Louis Vlemincq, Belgacom, Evere, Belgium; Edited by Martin Rowe and Fran Granville -- EDN, August 21, 2008
The circuit in Figure 1 offers not only as many as six channels in a single IC package, but also a high level of additional flexibility. The configuration of Output 1 is a “plain-vanilla” toggle. A resistive divider comprising R1 and R2 provides a midsupply bias to all the channels through resistors R3, R6, R7, R10, and R12. Because the bias voltage of R1/R2 is within the hysteresis range of the gates, they behave as flip-flops, retaining their high or low state in a stable manner.
Debouncing capacitors C2, C3, C4, and C5 charge to the level of the output. Pushing switch S1 inverts the output state because of the inverting action of the gate. This state remains stable because, in the first gate’s circuit, for example, R4’s value is larger than that of R3, and R4 cannot overcome the hysteresis threshold of the gate.
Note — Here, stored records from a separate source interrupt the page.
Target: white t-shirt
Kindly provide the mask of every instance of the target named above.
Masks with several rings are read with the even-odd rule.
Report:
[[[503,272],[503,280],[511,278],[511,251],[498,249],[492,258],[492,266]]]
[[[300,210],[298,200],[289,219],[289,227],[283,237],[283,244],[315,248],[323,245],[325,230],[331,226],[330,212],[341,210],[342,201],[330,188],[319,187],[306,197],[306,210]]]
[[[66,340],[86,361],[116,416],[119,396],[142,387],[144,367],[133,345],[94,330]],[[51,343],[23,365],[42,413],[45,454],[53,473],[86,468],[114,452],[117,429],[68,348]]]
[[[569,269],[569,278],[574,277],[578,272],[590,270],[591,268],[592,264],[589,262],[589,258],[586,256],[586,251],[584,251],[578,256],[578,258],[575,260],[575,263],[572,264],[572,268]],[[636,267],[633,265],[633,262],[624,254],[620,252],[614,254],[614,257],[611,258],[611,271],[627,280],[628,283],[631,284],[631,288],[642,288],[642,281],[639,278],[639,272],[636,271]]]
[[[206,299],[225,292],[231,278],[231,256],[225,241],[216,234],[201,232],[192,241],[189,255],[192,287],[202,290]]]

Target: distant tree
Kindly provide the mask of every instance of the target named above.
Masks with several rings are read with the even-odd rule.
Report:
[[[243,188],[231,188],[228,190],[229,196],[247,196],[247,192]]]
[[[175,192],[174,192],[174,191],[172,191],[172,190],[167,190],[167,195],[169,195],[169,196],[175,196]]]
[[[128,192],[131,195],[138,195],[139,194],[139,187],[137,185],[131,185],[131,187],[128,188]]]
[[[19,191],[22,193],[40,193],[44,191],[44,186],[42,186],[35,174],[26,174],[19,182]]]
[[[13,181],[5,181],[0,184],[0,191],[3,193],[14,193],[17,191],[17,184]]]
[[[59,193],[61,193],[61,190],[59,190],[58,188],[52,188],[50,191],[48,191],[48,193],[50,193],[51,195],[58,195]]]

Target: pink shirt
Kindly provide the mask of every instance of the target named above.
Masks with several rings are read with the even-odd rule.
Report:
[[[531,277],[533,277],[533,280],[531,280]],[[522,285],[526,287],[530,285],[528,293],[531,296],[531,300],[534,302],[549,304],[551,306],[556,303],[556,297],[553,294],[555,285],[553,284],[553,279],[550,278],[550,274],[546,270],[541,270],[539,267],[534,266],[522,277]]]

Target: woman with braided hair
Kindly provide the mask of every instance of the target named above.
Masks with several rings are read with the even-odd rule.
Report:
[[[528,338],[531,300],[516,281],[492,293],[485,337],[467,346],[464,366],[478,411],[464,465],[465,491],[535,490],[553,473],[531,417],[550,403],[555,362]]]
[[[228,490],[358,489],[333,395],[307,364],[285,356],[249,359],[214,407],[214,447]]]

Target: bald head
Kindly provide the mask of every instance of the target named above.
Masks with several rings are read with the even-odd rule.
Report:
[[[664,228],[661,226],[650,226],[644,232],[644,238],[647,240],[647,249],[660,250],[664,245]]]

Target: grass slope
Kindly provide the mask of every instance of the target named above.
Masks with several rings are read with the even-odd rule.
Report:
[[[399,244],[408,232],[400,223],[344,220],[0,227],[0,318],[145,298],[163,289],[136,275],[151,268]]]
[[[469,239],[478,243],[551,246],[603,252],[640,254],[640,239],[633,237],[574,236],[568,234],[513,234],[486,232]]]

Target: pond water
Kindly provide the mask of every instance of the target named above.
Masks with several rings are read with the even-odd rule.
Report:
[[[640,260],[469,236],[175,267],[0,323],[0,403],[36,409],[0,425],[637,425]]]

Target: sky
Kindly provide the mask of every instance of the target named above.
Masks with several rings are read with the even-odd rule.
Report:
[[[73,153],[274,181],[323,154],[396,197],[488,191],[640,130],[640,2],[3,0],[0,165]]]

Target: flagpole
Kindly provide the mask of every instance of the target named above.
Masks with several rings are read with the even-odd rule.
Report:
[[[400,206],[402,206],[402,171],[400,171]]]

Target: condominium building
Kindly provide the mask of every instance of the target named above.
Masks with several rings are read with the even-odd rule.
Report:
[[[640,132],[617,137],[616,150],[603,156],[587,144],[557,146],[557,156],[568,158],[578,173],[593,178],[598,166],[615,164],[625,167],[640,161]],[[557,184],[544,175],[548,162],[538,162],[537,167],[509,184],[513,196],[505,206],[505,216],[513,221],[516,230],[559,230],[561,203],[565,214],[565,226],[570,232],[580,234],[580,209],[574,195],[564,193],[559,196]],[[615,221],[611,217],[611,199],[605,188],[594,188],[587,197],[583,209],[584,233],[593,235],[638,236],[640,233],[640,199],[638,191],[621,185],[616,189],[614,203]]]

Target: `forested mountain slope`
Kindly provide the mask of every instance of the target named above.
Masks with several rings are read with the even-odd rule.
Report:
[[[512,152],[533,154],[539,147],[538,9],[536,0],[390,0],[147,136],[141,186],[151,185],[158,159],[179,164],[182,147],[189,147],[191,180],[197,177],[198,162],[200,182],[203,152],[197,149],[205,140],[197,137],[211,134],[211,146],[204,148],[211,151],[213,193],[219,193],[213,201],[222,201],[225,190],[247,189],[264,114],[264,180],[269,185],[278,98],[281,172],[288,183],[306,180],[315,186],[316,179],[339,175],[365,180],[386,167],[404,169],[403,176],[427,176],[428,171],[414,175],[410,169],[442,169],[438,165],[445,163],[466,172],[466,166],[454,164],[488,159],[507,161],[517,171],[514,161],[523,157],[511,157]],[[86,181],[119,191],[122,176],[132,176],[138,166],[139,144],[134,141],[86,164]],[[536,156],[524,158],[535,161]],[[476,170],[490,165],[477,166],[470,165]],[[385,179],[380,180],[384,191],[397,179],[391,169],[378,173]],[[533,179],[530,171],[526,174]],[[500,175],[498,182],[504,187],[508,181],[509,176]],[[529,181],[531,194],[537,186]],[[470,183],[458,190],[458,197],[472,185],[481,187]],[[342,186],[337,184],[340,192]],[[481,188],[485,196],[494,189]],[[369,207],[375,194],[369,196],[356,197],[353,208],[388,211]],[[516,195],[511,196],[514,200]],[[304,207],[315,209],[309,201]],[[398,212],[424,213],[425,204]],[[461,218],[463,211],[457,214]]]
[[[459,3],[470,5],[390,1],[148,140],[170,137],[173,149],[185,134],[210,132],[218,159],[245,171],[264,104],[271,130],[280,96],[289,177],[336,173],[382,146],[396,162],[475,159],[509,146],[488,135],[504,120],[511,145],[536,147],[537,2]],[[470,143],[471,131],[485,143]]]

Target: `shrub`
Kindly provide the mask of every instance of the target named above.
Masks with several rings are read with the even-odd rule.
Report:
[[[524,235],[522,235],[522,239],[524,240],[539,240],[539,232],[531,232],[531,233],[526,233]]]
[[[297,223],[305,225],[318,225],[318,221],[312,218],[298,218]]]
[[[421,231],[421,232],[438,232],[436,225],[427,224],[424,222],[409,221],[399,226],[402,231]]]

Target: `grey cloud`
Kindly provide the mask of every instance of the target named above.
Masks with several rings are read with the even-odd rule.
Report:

Only the discharge of C2 can accomplish that task. When you release the pushbutton, C2 fully charges after the debouncing delay, and the circuit is ready for another inversion. C1 provides a general power-on-reset feature to all the channels. If your circuit requires only one channel, you can directly connect R1 and R2 to the input of the gate, omitting R3.
Output 2 has the same toggle function as Output 1 but also includes a direct reset. Output 3 works only in a set/reset mode; the position of R8 determines the priority state. Output 4 also has a toggle action, but you can set or reset it to a state opposite that of Output 3. Output 5 works in a similar manner, except it allows only a conditional reset because of the position of D1. Output 5 also includes a forced, nonpriority set. You can mix and match all these functions, providing almost unlimited versatility.
The IC in Figure 1 is a Fairchild Semiconductor CD4000-series circuit, suitable for supplies of 3 to 15V, but it could also be a 74AC14 or 74HC14 from NXP, for example. Any CMOS-input gate having a Schmitt-trigger action is suitable. You must take care to bias the inputs in the middle of their hysteresis range. HCMOS circuits would require an average bias of approximately 1.2V for a 5V supply, for example.